Domenica 25 febbraio – Seconda di Quaresima
(Gen 22,1-2.10-18; Rm 8,31-34; Mc 9,2-10)
Il cammino quaresimale e la passione cruenta di Gesù sono illuminati dalla luce della Trasfigurazione. Prima della sofferenza Gesù dà prova della sua gloria ai discepoli, e la liturgia della Chiesa ci rappresenta questo avvenimento per far splendere una luce soprannaturale nel cammino penitenziale.
1. Facciamo tre capanne. Lo splendore della visione è stato tanto coinvolgente che Pietro vorrebbe non vederne la fine. Si dimentica di tutto, non vorrebbe tornare alle sue occupazioni, è disposto a fare tre ripari di fortuna per i tre personaggi; lui e gli altri due discepoli potrebbero anche dormire per terra all’aperto, pur di non perdere un attimo della visione paradisiaca.
Povero Pietro! Voleva fare pasqua prima della quaresima. Bisogna scendere dal monte, bisogna purificarsi, e qualche volta anche l’esperienza del peccato aiuta ad avere una fede più autentica.
Se Pietro non avesse tradito Gesù, sarebbe rimasto nella convinzione della sua forza, e la bellezza della trasfigurazione sarebbe stata per lui un possesso dovuto e non conquistato.
2. Non sapeva infatti che cosa dire. Questa è la situazione di chi ha incontrato Gesù ed è rimasto abbagliato: non ci sono parole adeguate, non ci sono motivazioni adatte per spiegare alcune scelte di vita, perché chi sta al di fuori non è sulla lunghezza d’onda adatta a comprendere.
Tale è la situazione per chi è entrato in una vita di consacrazione particolare: lui non si pente, chi è rimasto fuori non comprende. I ragionamenti umani non si incontrano, perché da una parte si dice: Ma chi te lo fa fare?, dall’altra si risponde: Se tu conoscessi il dono di Dio…
3. Questi è il Figlio mio, l’amato: ascoltatelo! Gesù non è abbandonato dal Padre, ma viene da lui presentato nella sua dignità di Figlio, con la conseguenza di essere rivelatore del Padre e con la necessità di essere ascoltato. “Dio nessuno lo ha mai visto, solo il Figlio unigenito lo ha rivelato”.
Già nel Primo Testamento ricorre il lamento: “Se ascoltaste oggi la sua voce! Non indurite il cuore” (Sal 95,8), e nel Nuovo Testamento: “Se avessi compreso anche tu, in questo giorno, quello che porta alla pace!” (Lc 19,42).
La voce udita dai discepoli, quella che parla della dignità del Figlio e della necessità di ascoltarlo, è quanto mai attuale in ogni tempo, anche oggi, per clero e laici.
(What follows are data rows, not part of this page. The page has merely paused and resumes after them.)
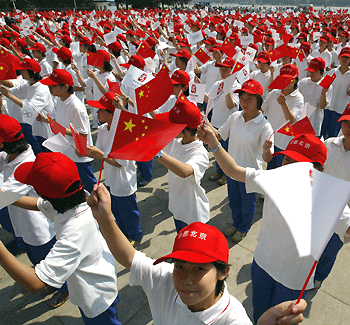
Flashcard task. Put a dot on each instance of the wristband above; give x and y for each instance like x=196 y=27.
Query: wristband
x=216 y=148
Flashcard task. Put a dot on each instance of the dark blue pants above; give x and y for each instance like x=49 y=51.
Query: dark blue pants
x=146 y=170
x=86 y=175
x=275 y=161
x=224 y=144
x=328 y=257
x=330 y=125
x=242 y=205
x=267 y=292
x=127 y=215
x=110 y=316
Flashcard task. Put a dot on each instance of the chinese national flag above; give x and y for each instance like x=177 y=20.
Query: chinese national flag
x=79 y=140
x=281 y=82
x=202 y=56
x=93 y=59
x=145 y=51
x=154 y=93
x=114 y=87
x=134 y=137
x=6 y=68
x=228 y=49
x=56 y=127
x=327 y=81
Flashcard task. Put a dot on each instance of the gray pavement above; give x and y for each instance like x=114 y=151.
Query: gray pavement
x=330 y=305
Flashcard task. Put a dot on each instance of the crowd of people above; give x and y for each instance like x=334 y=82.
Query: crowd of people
x=61 y=67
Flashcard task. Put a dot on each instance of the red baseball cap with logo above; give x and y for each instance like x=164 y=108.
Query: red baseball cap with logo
x=28 y=64
x=251 y=86
x=263 y=57
x=38 y=47
x=182 y=54
x=10 y=129
x=58 y=77
x=316 y=64
x=135 y=60
x=199 y=243
x=305 y=148
x=345 y=51
x=290 y=70
x=51 y=174
x=180 y=77
x=105 y=102
x=64 y=53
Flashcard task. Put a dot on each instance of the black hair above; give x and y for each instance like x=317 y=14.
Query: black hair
x=221 y=267
x=62 y=205
x=35 y=75
x=17 y=146
x=107 y=66
x=259 y=99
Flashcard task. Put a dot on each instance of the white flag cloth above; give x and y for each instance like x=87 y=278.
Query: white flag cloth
x=135 y=78
x=197 y=92
x=194 y=38
x=298 y=191
x=57 y=143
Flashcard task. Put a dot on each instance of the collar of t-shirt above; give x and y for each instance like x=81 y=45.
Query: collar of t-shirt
x=209 y=315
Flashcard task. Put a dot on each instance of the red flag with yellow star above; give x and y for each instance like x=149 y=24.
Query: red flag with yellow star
x=135 y=137
x=154 y=93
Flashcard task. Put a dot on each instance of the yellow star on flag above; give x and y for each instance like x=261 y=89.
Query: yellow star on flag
x=129 y=125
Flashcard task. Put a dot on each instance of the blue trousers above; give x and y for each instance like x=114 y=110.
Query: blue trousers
x=179 y=225
x=330 y=125
x=86 y=175
x=242 y=205
x=146 y=170
x=267 y=292
x=127 y=215
x=110 y=316
x=275 y=161
x=328 y=257
x=224 y=144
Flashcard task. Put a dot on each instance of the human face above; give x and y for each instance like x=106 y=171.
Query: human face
x=196 y=283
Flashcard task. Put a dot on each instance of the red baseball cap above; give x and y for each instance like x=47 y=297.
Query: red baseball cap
x=345 y=51
x=346 y=114
x=316 y=64
x=251 y=86
x=105 y=102
x=305 y=148
x=199 y=243
x=182 y=54
x=28 y=64
x=64 y=53
x=51 y=174
x=135 y=60
x=38 y=47
x=228 y=62
x=290 y=70
x=58 y=77
x=9 y=129
x=263 y=57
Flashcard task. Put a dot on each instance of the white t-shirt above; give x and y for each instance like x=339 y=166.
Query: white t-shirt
x=81 y=257
x=274 y=113
x=312 y=93
x=72 y=110
x=32 y=226
x=246 y=138
x=187 y=199
x=166 y=305
x=121 y=180
x=276 y=252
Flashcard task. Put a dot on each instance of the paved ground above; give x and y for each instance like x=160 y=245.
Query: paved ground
x=331 y=304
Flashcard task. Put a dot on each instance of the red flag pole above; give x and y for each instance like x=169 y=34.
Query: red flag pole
x=99 y=177
x=306 y=282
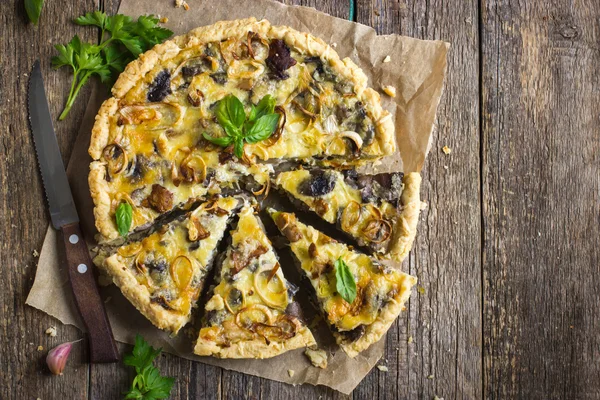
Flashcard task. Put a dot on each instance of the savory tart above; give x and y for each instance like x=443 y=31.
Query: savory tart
x=358 y=296
x=162 y=138
x=366 y=207
x=252 y=313
x=163 y=274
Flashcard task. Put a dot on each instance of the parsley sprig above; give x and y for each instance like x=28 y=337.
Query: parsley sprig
x=122 y=39
x=148 y=383
x=239 y=128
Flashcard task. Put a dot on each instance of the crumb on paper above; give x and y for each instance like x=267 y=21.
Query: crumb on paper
x=317 y=357
x=389 y=90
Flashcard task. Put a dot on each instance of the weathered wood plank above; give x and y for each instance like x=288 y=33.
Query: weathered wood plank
x=444 y=320
x=23 y=209
x=541 y=149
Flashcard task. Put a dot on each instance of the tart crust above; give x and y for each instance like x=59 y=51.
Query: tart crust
x=136 y=70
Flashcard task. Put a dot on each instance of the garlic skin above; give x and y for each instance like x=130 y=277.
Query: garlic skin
x=57 y=357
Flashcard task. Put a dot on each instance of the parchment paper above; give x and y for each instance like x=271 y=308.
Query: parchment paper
x=417 y=70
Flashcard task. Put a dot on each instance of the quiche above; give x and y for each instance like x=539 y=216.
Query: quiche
x=366 y=207
x=149 y=145
x=252 y=313
x=163 y=274
x=332 y=268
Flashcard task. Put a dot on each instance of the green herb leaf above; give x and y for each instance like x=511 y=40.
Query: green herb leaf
x=124 y=216
x=34 y=9
x=148 y=383
x=230 y=110
x=96 y=18
x=265 y=106
x=262 y=128
x=344 y=281
x=121 y=40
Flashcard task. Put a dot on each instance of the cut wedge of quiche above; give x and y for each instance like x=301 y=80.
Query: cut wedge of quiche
x=252 y=313
x=358 y=296
x=376 y=210
x=163 y=274
x=149 y=143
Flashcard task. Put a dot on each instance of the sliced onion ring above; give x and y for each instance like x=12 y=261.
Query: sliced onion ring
x=350 y=216
x=246 y=317
x=182 y=271
x=109 y=153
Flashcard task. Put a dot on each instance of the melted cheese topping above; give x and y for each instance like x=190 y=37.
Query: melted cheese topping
x=156 y=137
x=357 y=220
x=375 y=284
x=171 y=266
x=250 y=302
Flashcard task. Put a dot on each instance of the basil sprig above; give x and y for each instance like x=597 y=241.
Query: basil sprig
x=344 y=281
x=239 y=128
x=124 y=217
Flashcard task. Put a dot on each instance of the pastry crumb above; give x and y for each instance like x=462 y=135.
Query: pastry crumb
x=389 y=90
x=317 y=357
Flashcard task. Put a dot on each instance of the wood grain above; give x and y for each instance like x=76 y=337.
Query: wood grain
x=507 y=252
x=541 y=187
x=443 y=321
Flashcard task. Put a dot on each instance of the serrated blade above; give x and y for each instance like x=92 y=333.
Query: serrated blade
x=54 y=177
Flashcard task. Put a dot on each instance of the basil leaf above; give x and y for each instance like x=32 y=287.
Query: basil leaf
x=239 y=148
x=124 y=216
x=34 y=9
x=230 y=110
x=262 y=128
x=223 y=141
x=265 y=106
x=344 y=281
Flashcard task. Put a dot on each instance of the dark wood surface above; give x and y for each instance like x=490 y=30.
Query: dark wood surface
x=507 y=253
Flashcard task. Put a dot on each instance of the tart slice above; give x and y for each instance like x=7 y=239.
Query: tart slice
x=358 y=296
x=252 y=313
x=163 y=274
x=365 y=207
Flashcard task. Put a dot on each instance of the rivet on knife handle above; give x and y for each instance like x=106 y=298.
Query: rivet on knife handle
x=87 y=298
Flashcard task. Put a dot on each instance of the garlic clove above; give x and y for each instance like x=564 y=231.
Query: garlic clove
x=57 y=357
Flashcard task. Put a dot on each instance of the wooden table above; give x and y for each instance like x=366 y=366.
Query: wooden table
x=508 y=250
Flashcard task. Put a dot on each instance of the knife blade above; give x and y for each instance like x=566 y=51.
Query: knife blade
x=63 y=214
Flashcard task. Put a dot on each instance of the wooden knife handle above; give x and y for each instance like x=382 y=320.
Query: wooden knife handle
x=103 y=348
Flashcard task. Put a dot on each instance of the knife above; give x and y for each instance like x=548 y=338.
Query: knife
x=64 y=217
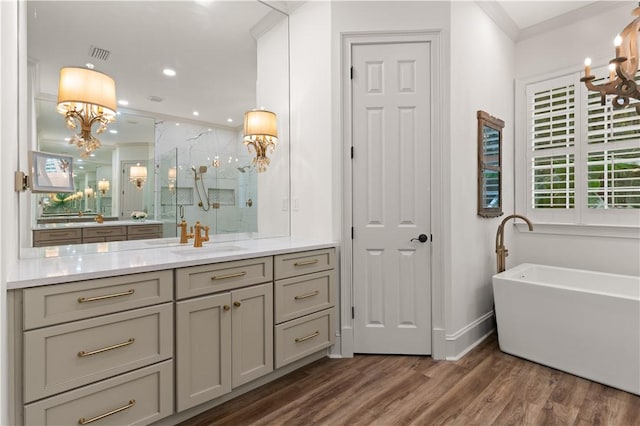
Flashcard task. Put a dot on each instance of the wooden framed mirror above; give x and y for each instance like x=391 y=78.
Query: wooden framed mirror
x=489 y=165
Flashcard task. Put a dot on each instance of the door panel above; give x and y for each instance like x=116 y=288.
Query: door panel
x=391 y=194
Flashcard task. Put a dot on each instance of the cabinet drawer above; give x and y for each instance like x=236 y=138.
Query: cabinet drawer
x=55 y=304
x=151 y=229
x=66 y=356
x=293 y=264
x=57 y=234
x=199 y=280
x=303 y=336
x=106 y=231
x=140 y=398
x=47 y=243
x=299 y=296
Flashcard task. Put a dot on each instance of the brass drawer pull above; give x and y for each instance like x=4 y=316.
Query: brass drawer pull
x=223 y=277
x=311 y=336
x=83 y=421
x=306 y=262
x=106 y=296
x=305 y=296
x=83 y=354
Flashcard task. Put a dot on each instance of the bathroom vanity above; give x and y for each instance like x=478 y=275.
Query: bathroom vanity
x=56 y=234
x=136 y=336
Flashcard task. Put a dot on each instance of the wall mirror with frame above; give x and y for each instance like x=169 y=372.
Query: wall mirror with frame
x=489 y=165
x=229 y=57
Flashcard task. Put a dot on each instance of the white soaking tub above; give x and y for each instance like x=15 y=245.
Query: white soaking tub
x=582 y=322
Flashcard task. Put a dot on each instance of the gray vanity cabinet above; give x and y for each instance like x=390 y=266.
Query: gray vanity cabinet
x=224 y=339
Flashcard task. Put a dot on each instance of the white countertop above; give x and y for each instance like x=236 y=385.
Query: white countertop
x=58 y=264
x=91 y=223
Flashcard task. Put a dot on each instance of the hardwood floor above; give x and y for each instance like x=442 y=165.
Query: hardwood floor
x=486 y=387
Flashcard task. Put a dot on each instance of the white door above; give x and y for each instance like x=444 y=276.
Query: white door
x=391 y=198
x=132 y=197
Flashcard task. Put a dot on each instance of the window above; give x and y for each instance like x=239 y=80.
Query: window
x=582 y=159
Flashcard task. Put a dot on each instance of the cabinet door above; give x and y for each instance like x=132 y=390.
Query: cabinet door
x=203 y=349
x=252 y=333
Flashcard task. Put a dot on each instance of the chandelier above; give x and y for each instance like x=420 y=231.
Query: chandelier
x=622 y=68
x=86 y=97
x=261 y=133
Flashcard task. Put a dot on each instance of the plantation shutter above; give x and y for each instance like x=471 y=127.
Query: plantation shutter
x=612 y=154
x=551 y=153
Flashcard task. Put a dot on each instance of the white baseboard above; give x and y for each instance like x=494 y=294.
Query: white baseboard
x=467 y=338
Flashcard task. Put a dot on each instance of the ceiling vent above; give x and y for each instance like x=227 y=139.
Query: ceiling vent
x=99 y=53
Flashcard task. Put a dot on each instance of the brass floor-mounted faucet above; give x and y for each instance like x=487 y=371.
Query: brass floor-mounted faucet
x=501 y=251
x=198 y=238
x=184 y=237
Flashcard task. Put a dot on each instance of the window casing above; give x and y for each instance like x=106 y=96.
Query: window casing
x=579 y=160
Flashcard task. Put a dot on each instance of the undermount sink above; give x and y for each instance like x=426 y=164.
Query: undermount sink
x=189 y=250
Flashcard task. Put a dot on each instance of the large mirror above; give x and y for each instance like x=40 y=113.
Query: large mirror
x=489 y=165
x=181 y=133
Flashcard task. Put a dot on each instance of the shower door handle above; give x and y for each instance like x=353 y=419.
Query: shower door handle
x=422 y=238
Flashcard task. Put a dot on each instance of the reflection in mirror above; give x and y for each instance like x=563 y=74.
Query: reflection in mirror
x=489 y=165
x=186 y=129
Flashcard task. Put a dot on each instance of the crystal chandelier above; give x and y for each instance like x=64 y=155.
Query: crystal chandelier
x=86 y=97
x=622 y=68
x=261 y=133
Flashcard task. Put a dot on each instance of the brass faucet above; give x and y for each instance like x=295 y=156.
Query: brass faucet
x=197 y=236
x=184 y=237
x=501 y=251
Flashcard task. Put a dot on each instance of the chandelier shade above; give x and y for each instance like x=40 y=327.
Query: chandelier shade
x=622 y=69
x=86 y=97
x=261 y=133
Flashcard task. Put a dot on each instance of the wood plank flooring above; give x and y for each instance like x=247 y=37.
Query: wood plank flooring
x=486 y=387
Gesù è l’unico messia, l’unico rivelatore.
Perché cercare un nuovo rivelatore, che va bene solo quando corrisponde ai nostri gusti, ma non è accettabile quando dice cose da noi non condivise?
Quante volte ci facciamo un Messia a nostra immagine? Inoltre la sua parola rimane per sempre: non è adattabile ai gusti del momento o alle sensibilità variabili.
San Francesco ci insegna a leggere il vangelo così come è scritto e a seguirlo alla lettera. È inutile il confronto fra tanti messaggi: quando troppi galli cantano, non viene mai giorno.